Is Kyle Busch back to full speed? He looked pretty good in practices |
Because of his impressive run Friday, coupled with a few other factors, Johnson’s odds will plummet near the 4-to-1 range when odds to win Saturday night’s Quaker State 400 are reopened following qualifying.
The Saturday night races are usually the toughest to gauge because of an irregular schedule that has only two practices run with qualifying to follow. Under normal circumstances, it’s easier to separate what each team is doing in practice. Usually Friday is all about being fast in qualifying trim while Saturday is reserved for final race day set-ups.
Friday’s practices at Kentucky had just about every team doing something different. Some went heavy with race runs early, and qualifying set-ups later, while others where the opposite. So when looking at the practice times, it looks jumbled, with the lone exceptions of Johnson and 2011 Kentucky winner Kyle Busch.

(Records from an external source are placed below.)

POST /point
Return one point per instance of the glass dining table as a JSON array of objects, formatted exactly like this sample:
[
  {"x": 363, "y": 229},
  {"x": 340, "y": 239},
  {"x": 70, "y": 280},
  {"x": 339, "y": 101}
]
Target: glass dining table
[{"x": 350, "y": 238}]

Busch had a lot of question marks from an odds standpoint this week just because of not fully knowing what kind of horsepower would be produced out of Toyota. It was apparent that teammates Matt Kenseth and Denny Hamlin looked a little slower during practice than might be expected if comparing performances at other 1.5-mile tracks, but Busch excelled. When looking at pure speed consistently from practice in all set-ups, along with his success in every racing series he’s driven in at Kentucky, he’s a real contender to be Johnson’s stiffest competition.
Because of there still being a hint of doubt with Toyota, Kasey Kahne got rated higher based on his four 1.5-mile track performances this season that has seem him finish second three times. He’s been going through a rut lately, which factors against him as well, but it wasn’t because his car was slow. Kahne also finished second at Kentucky last season.
Another driver that gets high marks despite not being overly impressive in both practice sessions is Kevin Harvick. He did claim the fastest lap in the first session on the final of his 14 laps run, which may suggest qualifying trim, but the reason to like him is more about the car itself. He’s using the same chassis that won the Coca-Cola 600 at Charlotte in May, and most of his race set-ups for this week are geared towards the climate change at night, when the race is won. He used one of his four test sessions on the year to run laps under those same changing conditions a few weeks ago.
Johnson is going to be tough to beat, but he’s got a lot of competitors out there -- mostly Chevrolet -- on his tail to keep this as being one of only five tracks on tour that Johnson has never won at. One of those Chevy's is driven by teammate Jeff Gordon, who was very strong in practice. Kentucky is the only track currently on the schedule that Gordon has never won at.